Perché il numero chiuso a Medicina resta necessario: il rischio dei titoli non riconosciuti all'estero
Il tema del numero programmato nei Corsi di Laurea in Medicina e nelle Professioni Sanitarie riguarda l’organizzazione degli accessi a livello nazionale in coerenza con gli standard europei. Si tratta di una regolazione che mira a bilanciare la domanda con le risorse disponibili, garantendo una formazione di qualità e la possibilità di riconoscere i titoli all’interno dell’Unione Europea.
numero programmato per i corsi di laurea in medicina e professioni sanitarie
La base normativa nazionale è la legge 264/1999 di tipo “chiuso” (numero programmato) che fissa gli accessi ai corsi di laurea in medicina e chirurgia in conformità alla normativa comunitaria vigente e alle raccomandazioni europee per standard formativi elevati e requisiti specifici. Il riferimento europeo è la direttiva 1993/16/EU, che all’art. 23, comma 2, prevede che l’intero ciclo di formazione medica duri almeno sei anni o comprenda non meno di 5.500 ore di insegnamento teorico e pratico impartito in università o sotto controllo universitario. Tale disposizione è stata sostituita dalla direttiva 2005/36/CE, mantenendo però la stessa formulazione sull’estensione e sulle ore necessarie.
base normativa ed evoluzione europea
Le norme nazionali si inseriscono nel contesto delle disposizioni europee volte al riconoscimento dei titoli tra Stati membri. L’obiettivo è assicurare standard formativi omogenei e facilitare la mobilità professionale all’interno dell’Unione, senza compromettere la qualità della formazione.
ragioni della limitazione degli accessi
- evitare un eccesso di laureati che potrebbero trovare difficoltà a impiegarsi adeguatamente; a livello europeo il rapporto medici/abitanti è di circa 4 medici ogni 1.000 abitanti, e l’Italia risulta al di sopra di questa media. Per un Paese di 60 milioni di abitanti servono circa 240.000 medici in servizio; considerando una carriera professionale di circa 30 anni, il ricambio annuale richiesto è di circa 8.000 nuovi medici.
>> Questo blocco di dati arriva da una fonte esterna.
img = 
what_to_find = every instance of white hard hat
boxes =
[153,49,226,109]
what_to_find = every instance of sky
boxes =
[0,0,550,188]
Tenendo conto delle rinunce e degli abbandoni, risulta realistico immatricolare circa 13.000 nuovi studenti all’anno nei corsi di Medicina e Chirurgia su tutto il territorio; in passato, il semestre filtro contava circa 60.000 iscritti.
- gestione delle strutture la capienza formativa dipende non solo dalle aule, ma dalla dimensione degli ospedali in cui si svolgono tirocini e internati. Già oggi la formazione si realizza non solo nei Policlinici Universitari, ma anche in numerosi ospedali pubblici convenzionati; non resta molto margine per un’ulteriore espansione senza riorganizzare l’intero sistema, soprattutto in un contesto di orientamento verso cure territoriali e domiciliate.
- preservare la qualità della formazione pratica eliminare il numero programmato comporterebbe una riduzione significativa dell’offerta di formazione pratica e un possibile depauperamento delle competenze, con conseguenze sul riconoscimento internazionale dei titoli in altri paesi europei.
conseguenze pratiche e formazione
effetti sull’istruzione e sul riconoscimento europeo
Il sistema di formazione deve garantire una preparazione teorica e pratica adeguata. Le norme europee richiedono che lo Stato assicuri una formazione coerente; l’abolizione del numero programmato potrebbe incidere sull’estensione e sulla profondità della pratica clinica, con ripercussioni sul riconoscimento del titolo in altri Stati membri.
ruolo delle direttive europee nel riconoscimento
La direttiva 1993/16/EU è stata sostituita dalla 2005/36/CE, ma entrambe mantengono l’esigenza di un ciclo formativo di almeno sei anni o 5.500 ore. Le norme hanno l’obiettivo di garantire standard comuni per facilitare il riconoscimento tra i Paesi membri.